Sobre necessidades e estímulos
Redação DM
Publicado em 10 de janeiro de 2018 às 00:07 | Atualizado há 9 anos
Certa vez, quando falava sobre educação de filhos numa das palestras públicas que proferi, em cidades do interior de Goiás e Minas Gerais, uma senhora me interpelou:
– Gostaria de saber o que esse educador González Pecotche, citado nesta palestra, ensina sobre a ajuda dos filhos em casa. Tenho dificuldade em fazer que meus filhos assumam algum trabalho, por menor que seja, com responsabilidade e boa disposição.
Como a resposta dada pode ser útil a muitos pais, resumo aqui o que eu disse àquela mãe. Ela se referia à parte em que falei sobre o livro Deficiências e Propensões do Ser Humano, onde o autor escreve sobre a falta de vontade e nos diz que a vontade responde a dois fatores: a necessidade e o estímulo. Falemos primeiramente da necessidade.
Trocar pneus, enfrentar filas, tomar injeção, fazer dieta, pagar imposto, pechinchar preço, mostrar documento, sair da cama com sono… Eis algumas coisas que fazemos por estrita necessidade, tenhamos ou não algum gosto em fazê-las. Mas… qual a saída? É uma necessidade, e ponto final. Se não fizermos, as conseqüências – ruins, e às vezes desastrosas – não se farão esperar. Pais e mães têm um monte de necessidades numa casa.
Que tal, então, criar necessidades para nossos filhos? Arrumar a cama pelas manhãs, lavar o carro uma vez por semana, cortar a grama ou varrer o quintal de vez em quando, manter limpo o canil, lavar pratos e talheres que utilizam, e tantas outras tarefas, apropriadas a esse aprendizado… E então?

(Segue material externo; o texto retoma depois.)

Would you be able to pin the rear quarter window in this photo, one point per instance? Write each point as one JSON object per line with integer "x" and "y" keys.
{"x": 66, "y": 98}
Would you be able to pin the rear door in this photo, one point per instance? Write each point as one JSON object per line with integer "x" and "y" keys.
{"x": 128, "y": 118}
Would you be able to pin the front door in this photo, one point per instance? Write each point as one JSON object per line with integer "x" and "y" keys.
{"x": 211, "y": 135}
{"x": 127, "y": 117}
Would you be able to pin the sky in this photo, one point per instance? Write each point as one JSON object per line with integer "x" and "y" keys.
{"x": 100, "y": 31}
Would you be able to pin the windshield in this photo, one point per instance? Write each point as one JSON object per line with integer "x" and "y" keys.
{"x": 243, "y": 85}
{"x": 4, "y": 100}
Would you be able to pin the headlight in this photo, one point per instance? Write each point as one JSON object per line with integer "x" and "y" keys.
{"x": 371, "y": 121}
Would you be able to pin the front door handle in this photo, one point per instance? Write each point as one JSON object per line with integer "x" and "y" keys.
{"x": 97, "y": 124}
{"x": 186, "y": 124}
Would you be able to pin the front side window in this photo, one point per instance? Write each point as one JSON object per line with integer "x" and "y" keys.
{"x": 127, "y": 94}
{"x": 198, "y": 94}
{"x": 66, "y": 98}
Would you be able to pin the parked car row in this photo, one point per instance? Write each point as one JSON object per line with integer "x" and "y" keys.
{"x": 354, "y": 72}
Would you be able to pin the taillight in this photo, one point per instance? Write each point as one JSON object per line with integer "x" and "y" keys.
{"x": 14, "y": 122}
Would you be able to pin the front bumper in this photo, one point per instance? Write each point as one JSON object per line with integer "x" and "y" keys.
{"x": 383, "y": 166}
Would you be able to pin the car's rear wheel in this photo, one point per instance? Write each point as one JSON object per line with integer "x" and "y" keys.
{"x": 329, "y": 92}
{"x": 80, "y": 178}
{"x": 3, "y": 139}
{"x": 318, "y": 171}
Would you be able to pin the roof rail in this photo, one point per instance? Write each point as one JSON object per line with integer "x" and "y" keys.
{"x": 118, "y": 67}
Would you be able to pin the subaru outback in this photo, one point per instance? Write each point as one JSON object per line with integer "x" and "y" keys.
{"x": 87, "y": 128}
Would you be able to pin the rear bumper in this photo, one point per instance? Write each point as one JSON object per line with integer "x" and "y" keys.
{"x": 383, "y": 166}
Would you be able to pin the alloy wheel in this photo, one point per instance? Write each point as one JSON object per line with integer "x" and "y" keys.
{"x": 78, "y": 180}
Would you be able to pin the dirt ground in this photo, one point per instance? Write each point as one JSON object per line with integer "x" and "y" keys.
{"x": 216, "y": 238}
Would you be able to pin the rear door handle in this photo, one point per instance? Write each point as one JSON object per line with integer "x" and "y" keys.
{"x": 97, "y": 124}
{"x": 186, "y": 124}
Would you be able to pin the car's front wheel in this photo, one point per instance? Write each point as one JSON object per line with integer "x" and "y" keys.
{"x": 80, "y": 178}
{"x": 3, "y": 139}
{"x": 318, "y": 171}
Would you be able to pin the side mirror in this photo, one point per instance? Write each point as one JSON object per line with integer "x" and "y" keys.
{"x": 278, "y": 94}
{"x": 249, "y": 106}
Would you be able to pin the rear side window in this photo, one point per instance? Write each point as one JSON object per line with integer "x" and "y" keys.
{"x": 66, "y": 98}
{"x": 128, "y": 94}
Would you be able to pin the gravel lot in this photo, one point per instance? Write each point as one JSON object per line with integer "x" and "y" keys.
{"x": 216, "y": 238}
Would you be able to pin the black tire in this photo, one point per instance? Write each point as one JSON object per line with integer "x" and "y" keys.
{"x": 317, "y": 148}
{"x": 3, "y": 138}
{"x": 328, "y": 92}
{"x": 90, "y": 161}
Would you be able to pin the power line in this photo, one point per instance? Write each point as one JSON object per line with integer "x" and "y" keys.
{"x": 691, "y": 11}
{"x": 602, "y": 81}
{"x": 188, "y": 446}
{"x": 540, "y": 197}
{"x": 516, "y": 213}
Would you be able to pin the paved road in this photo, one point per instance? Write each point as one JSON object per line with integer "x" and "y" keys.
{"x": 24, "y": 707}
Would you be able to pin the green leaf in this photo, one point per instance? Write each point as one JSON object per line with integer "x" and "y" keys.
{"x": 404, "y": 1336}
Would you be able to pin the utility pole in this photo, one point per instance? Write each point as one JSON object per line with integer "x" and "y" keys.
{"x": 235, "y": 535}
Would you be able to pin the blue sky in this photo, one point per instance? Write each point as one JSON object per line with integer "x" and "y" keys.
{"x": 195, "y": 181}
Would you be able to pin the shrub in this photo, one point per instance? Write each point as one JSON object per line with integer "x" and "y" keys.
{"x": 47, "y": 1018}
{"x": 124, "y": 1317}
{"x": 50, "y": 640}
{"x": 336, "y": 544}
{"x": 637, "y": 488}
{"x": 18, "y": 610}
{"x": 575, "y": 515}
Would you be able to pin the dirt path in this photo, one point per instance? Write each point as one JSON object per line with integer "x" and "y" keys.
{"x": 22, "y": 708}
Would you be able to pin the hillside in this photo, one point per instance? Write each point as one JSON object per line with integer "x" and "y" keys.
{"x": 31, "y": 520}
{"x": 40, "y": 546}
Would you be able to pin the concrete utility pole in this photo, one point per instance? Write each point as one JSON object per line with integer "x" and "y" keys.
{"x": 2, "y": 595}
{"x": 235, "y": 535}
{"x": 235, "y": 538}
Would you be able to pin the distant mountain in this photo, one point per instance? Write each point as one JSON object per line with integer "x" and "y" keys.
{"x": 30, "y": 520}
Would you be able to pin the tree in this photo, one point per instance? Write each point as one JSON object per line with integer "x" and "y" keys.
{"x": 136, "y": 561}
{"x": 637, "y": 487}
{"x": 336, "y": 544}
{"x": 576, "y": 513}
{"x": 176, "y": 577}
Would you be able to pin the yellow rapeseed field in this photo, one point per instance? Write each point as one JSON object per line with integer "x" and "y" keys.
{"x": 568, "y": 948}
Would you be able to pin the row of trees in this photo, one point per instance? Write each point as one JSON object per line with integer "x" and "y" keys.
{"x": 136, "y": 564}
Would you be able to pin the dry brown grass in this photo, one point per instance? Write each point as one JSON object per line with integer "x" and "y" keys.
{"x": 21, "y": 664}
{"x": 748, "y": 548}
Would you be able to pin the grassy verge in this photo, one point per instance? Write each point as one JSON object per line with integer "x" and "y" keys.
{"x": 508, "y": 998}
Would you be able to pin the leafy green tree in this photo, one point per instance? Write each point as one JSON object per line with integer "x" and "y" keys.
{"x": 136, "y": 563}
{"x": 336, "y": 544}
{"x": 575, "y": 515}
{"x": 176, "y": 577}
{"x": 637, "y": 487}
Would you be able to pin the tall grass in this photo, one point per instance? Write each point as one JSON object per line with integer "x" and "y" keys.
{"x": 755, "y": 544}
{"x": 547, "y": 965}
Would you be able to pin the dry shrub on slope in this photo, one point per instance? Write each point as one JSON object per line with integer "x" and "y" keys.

Há famílias pobres em que pai e mãe saem cedo para o trabalho. Os filhos, pequenos muitas vezes, tomam conta de tudo. É uma necessidade vital, que nesse caso não dá espaço para desculpas nem reclamações.
Já nas famílias mais abastadas, a maré costuma ser mais mansa. A figura da empregada doméstica, da faxineira e a própria presença constante da mãe apagam a visão da necessidade. Os filhos crescem como verdadeiros príncipes e princesas, que nenhuma tarefa querem assumir. Que fazer?
Muitos pais, então, criam necessidades pedagógicas. Após explicarem o sentido e o valor da colaboração, vinculam o seu cumprimento ao desfrute de passeios, mesadas, presentes e outros direitos que os pequenos tanto valorizam. Mas a luta vai ser dura, dia após dia. Sem descanso. Depressa se descobre que dar trabalho para os filhos dá trabalho também para os pais – e como! Por isso, muitos desistem. E seguem reclamando dos filhos vida afora.
O outro fator é o estímulo. Há pais que sabem ser estimulantes. Em vez de ficarem sempre xingando, mostram e valorizam os acertos, incentivam os esforços, realçam os pequenos avanços. Os filhos sentem prazer em cumprir tarefas. E têm razão. É ótimo ajudar pessoas assim, estimulantes!
O espaço de um artigo é menor que o tempo de uma palestra e não permite abordar esse tema com mais profundidade. Um estudo mais detido deste assunto só fará bem; o livro citado está ao alcance do leitor, gratuitamente, no site www.logosofia.org.br.